CN102609490B

CN102609490B - Column-storage-oriented B+ tree index method for DWMS (data warehouse management system)

Info

Publication number: CN102609490B
Application number: CN201210019935.5A
Authority: CN
Inventors: 夏小玲; 乐嘉锦; 王梅; 李晔锋
Original assignee: Donghua University
Current assignee: Donghua University
Priority date: 2012-01-20
Filing date: 2012-01-20
Publication date: 2014-07-02
Anticipated expiration: 2032-01-20
Also published as: CN102609490A

Abstract

The invention relates to a column-storage-oriented B+ tree index method for a DWMS (data warehouse management system). The column-storage-oriented B+ tree index method is characterized by comprising a first step, generating column data; a second step, turning to a fourth step for building if a B+ tree keyword is a row number, and turning to a third step for sorting if the B+ tree keyword is not the row number; the third step, sorting column value data by means of using multi-line merging with heapsort; the fourth step, initiating a B+ tree index; a fifth step, creating leaf nodes; and a sixth step, generating a middle nodes an a bottom-up manner. The column-storage-oriented B+ tree index method for the DWMS is used for column storage, and has the advantages that 1), the number of layers of a B+ tree is the smallest, and the number of searching is reduced; and 2), a traditional plug-in method for building the B+ tree is abandoned, and the bottom-up B+ tree creating method is utilized. When the method is used, division operation is omitted, and a lot of expense is reduced.

Description

A kind of B+ tree indexing means towards row storage DWMS

Technical field

The present invention relates to a kind of tree of the B+ towards row storage DWMS (Data Warehouse Management System) index technology.

Background technology

The high development of internet, applications, high-throughput and large buffer memory become the nowadays essential feature of database product, day by day urgent for issued transaction and the high performance requirement of query analysis.Traditional row stored data base can not be for business decision provides efficient query analysis as processing transactions application, the database schema of row storage is in recent years by re-examine, for the inquiry type work of reading to optimize in data warehouse or in analysis support application, row storage list reveals than row to be stored and has performance more significantly.Because relation table is in external performance, be still logical line, to be therefore connected with multilist be to be listed as the key factor that affects query performance in storing in tuple reconstruct.Index is one of important technology improving search efficiency.B+ tree index can keep data to store in order, and have advantages of allow to search, sequential access, insertion and deletion, make it in transaction environment, become the most popular index structure of Database Systems.

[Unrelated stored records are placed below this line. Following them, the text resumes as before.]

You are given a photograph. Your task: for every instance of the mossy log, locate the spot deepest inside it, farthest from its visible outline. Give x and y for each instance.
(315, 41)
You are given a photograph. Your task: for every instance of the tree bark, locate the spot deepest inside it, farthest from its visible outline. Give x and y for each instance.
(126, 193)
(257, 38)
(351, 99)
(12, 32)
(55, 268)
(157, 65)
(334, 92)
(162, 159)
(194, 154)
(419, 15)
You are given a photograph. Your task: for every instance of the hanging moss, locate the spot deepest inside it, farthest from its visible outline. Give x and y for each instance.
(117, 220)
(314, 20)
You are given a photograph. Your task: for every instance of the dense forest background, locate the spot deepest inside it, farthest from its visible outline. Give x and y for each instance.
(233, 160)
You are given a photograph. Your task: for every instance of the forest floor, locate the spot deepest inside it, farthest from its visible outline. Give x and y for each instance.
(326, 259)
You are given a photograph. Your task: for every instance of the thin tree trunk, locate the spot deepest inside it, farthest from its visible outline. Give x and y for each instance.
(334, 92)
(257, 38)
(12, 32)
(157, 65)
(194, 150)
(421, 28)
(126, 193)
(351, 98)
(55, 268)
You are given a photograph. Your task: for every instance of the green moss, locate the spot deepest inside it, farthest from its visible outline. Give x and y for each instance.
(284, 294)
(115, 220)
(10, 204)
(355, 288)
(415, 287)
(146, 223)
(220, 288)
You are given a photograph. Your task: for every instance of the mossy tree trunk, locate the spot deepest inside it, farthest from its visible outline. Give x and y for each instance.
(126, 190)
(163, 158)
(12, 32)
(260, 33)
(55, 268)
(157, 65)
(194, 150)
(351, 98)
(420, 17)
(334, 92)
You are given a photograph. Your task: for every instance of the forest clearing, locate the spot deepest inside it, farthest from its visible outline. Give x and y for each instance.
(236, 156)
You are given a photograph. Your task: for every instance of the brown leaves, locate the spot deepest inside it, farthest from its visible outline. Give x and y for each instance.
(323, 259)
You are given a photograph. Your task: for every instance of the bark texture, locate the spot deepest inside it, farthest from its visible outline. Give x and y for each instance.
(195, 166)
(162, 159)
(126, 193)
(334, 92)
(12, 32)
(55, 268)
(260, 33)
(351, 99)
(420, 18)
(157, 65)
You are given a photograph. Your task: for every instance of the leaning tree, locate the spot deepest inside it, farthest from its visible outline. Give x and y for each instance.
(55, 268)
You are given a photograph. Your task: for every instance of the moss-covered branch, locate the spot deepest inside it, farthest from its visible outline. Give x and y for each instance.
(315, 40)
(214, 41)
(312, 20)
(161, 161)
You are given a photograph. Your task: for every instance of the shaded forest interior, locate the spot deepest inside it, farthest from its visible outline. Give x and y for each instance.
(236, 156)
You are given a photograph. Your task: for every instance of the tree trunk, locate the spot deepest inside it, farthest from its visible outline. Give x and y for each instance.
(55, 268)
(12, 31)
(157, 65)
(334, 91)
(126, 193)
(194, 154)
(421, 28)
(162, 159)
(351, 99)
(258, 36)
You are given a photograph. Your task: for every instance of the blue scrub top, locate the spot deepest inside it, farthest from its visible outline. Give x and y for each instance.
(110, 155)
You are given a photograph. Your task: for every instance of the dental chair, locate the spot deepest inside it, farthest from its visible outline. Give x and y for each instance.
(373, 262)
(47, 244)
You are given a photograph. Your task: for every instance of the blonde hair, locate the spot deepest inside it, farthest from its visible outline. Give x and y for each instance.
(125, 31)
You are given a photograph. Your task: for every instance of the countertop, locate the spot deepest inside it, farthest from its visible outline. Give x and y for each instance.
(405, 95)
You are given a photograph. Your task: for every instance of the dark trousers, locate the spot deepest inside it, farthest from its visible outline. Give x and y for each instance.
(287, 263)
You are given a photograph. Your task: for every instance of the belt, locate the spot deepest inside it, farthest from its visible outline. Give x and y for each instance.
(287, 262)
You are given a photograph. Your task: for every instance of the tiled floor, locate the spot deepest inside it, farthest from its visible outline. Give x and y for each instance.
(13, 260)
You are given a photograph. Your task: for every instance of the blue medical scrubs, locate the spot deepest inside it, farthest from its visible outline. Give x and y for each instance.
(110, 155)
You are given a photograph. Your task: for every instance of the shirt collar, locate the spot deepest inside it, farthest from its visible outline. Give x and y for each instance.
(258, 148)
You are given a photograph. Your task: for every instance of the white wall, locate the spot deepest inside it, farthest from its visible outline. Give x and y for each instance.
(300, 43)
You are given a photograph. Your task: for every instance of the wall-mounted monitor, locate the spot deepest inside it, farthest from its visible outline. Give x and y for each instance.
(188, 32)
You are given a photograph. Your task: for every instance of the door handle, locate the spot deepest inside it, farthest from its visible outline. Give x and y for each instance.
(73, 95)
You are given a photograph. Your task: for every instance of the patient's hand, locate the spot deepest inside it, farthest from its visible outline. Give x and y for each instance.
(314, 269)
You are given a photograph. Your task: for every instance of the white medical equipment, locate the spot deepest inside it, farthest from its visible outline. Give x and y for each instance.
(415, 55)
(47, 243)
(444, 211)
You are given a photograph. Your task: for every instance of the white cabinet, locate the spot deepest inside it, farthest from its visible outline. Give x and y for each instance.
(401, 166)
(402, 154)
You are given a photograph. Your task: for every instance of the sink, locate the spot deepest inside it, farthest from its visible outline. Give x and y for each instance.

In traditional Database Systems, the variation of the B+ tree construction that data insertion and modification bring is frequently very large.In order to reduce the possibility that causes node split when data are inserted and revised, the node of B+ tree is not what fill up.But in data warehouse, almost do not have data to insert and retouching operation.Traditional B+tree is applied in the data warehouse of mass data storage and will causes the waste in space.Meanwhile, because node is not filled completely, data storage needs more node, and this will increase the height of B+ tree index, reduces the search efficiency of data.

Summary of the invention

The object of this invention is to provide a kind of B+ tree index that is applied to row storage DWMS, overcome the limitation of traditional B+tree index, improve the search efficiency of data.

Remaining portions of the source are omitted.